The same dynamic can often impact competition relative to geographic scope, and/or scope of services. In today's global economy with dynamic, extended supply chains, there is a continual need for on-site eyes, ears and expertise. Such expertise must be familiar with the customer's business, and have an understanding of local customs and culture, as well as national rules and regulations. Such expertise can be challenging to find, expensive to develop and difficult to retain. Obviously, those companies that can spread these costs across a broad spectrum of demand have an advantage.
Further, companies that are able to provide integrated services, and spread risk across a diversified revenue stream, can also benefit, when the services are complementary. When they are able to create additional efficiencies through streamlined processes such as single-data entry and visibility through integrated, seamless systems, the cost advantage is often increased.

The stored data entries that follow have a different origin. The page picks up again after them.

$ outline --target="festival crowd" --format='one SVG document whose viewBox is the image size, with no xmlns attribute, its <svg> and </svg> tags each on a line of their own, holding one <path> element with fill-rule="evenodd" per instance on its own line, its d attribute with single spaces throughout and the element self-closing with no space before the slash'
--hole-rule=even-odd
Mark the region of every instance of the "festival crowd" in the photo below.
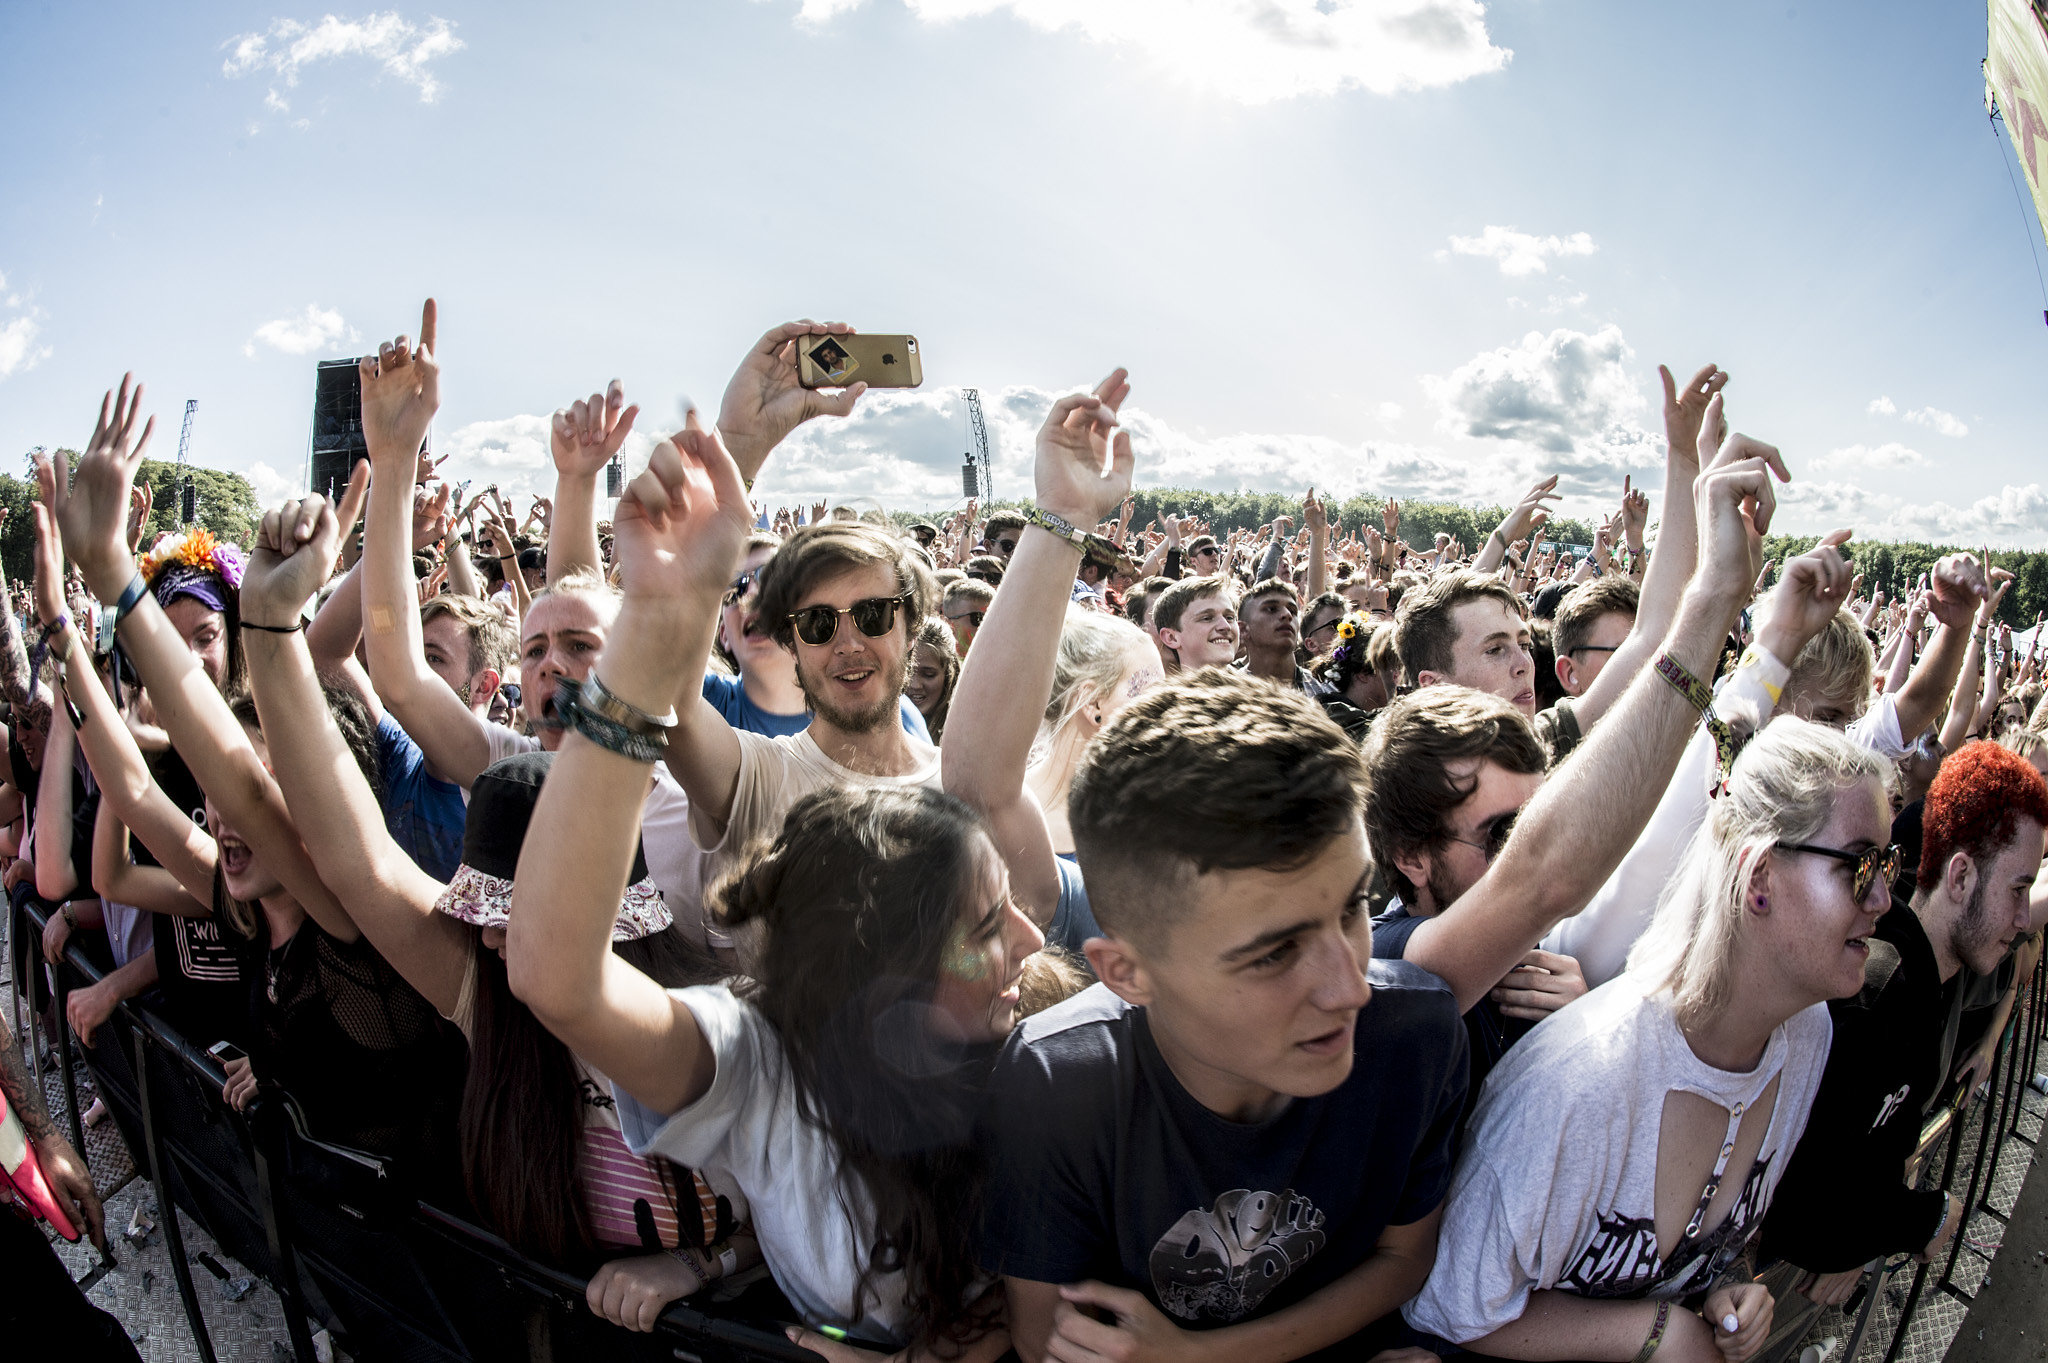
<svg viewBox="0 0 2048 1363">
<path fill-rule="evenodd" d="M 62 1025 L 146 1000 L 592 1312 L 832 1360 L 1741 1363 L 1944 1250 L 1905 1161 L 2048 919 L 2008 574 L 1764 563 L 1792 470 L 1711 365 L 1584 557 L 1555 477 L 1476 549 L 1134 525 L 1120 369 L 1024 509 L 756 504 L 848 330 L 769 331 L 609 521 L 639 408 L 569 404 L 522 519 L 436 476 L 429 302 L 338 505 L 246 547 L 142 542 L 123 379 L 0 612 L 6 884 L 105 970 Z"/>
</svg>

If you do not have scale and scope advantages, the signal is clear: consider outsourcing these responsibilities to someone who does.
Wage/Compensation/Incentives
The shifting sourcing strategies that impact so many supply chain decisions today are a strong example of the compensation and wage incentive factor. Companies and countries are able to take advantage of wage disparities as globalization provides access to these resources. To the extent that core competencies are founded upon, or reinforced by, pay policies and incentives, such competencies may be vulnerable to alternative compensation strategies.

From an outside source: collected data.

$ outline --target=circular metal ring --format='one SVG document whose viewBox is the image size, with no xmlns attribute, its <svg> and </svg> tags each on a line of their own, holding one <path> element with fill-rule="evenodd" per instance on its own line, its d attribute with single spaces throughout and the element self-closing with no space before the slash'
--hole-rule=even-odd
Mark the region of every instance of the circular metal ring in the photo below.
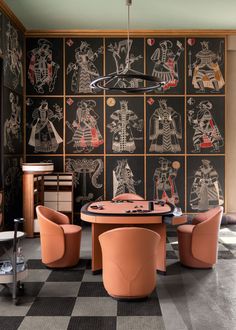
<svg viewBox="0 0 236 330">
<path fill-rule="evenodd" d="M 108 80 L 114 79 L 139 79 L 147 82 L 154 82 L 153 86 L 147 87 L 106 87 L 102 83 Z M 158 89 L 161 86 L 164 86 L 164 81 L 159 81 L 156 77 L 144 75 L 144 74 L 111 74 L 104 77 L 99 77 L 93 80 L 90 84 L 92 89 L 102 89 L 105 91 L 117 91 L 117 92 L 124 92 L 124 93 L 139 93 L 139 92 L 151 92 L 154 89 Z"/>
</svg>

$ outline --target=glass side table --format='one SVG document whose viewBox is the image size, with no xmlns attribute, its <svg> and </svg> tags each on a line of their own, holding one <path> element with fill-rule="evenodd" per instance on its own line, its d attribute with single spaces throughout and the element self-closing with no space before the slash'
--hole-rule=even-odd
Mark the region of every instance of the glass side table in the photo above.
<svg viewBox="0 0 236 330">
<path fill-rule="evenodd" d="M 20 267 L 17 267 L 17 243 L 19 239 L 22 239 L 25 236 L 25 233 L 17 231 L 18 224 L 23 222 L 23 218 L 14 219 L 14 231 L 3 231 L 0 232 L 0 243 L 1 242 L 13 242 L 13 255 L 12 260 L 8 259 L 5 261 L 0 261 L 0 284 L 10 287 L 12 284 L 12 300 L 16 305 L 18 303 L 16 297 L 17 288 L 20 290 L 24 289 L 24 285 L 21 283 L 22 280 L 28 275 L 28 269 L 26 264 L 21 264 Z"/>
</svg>

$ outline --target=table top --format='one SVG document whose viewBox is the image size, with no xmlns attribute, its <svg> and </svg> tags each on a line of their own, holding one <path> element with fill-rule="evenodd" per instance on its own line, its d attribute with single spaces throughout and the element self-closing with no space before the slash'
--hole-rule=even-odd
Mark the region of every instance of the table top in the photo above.
<svg viewBox="0 0 236 330">
<path fill-rule="evenodd" d="M 17 239 L 25 236 L 22 231 L 17 232 Z M 0 232 L 0 242 L 12 241 L 14 239 L 14 231 L 2 231 Z"/>
<path fill-rule="evenodd" d="M 148 209 L 149 201 L 100 201 L 87 203 L 81 208 L 83 221 L 98 224 L 159 224 L 164 216 L 173 217 L 174 205 L 154 204 Z"/>
<path fill-rule="evenodd" d="M 172 215 L 174 205 L 170 203 L 158 204 L 154 202 L 154 210 L 148 208 L 149 201 L 101 201 L 84 205 L 81 213 L 96 216 L 162 216 Z"/>
</svg>

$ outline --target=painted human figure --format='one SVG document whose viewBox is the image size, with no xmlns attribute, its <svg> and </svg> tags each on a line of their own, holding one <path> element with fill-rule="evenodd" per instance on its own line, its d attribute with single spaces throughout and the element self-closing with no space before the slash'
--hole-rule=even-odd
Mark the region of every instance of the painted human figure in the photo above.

For instance, many start-ups are able to lure top talent away from legacy organizations by offering an equity stake. Other organizations are able to attract skilled sales talent by offering higher commission structures in exchange for lower, fixed-cost salaries. It became clear during the economic turndown that companies which had variable costs were most resilient, and, ultimately, more successful.
Alternative compensation strategies can provide new cost structures. This can lead to lower price points, and can facilitate a competitor's grab for market share or a new entrant's move into your wheelhouse. Changing compensation strategies can be one of the most painful steps for organization, because it is often linked and rooted in the company's culture. However, competitive forces have no regard for the proud tradition of your organization's pay practices.
Shaken to the Core
As a result, many of the assumptions about "core competencies" have changed for most organizations. We have seen this recently in stronger momentum towards outsourcing. Companies are outsourcing for many reasons. Among the primary are:
1. The drive to deliver cost savings and achieve greater efficiencies.
2. Unavailability of expertise and/or unwillingness to add staff.
3. Lack of resources for IT investment, or systems enhancement.
4. Commitment to sustainability without in-house resources/knowledge.
5. Capability to take advantage of economic recovery without adding cost.
6. Risk mitigation/compliance across an extended supply chain.
Another, even stronger motivation is emerging. Companies are re-examining their assumptions about core competencies and making some startling realizations. First, all core competencies are subject to attack. Secondly, it is often detrimental and can be damaging to defend an activity which is more company legacy than a core competency. As a result, savvy organizations are determining what is their truly sustainable competitive value-add, and performing the due diligence necessary to find the best outsource solutions provider.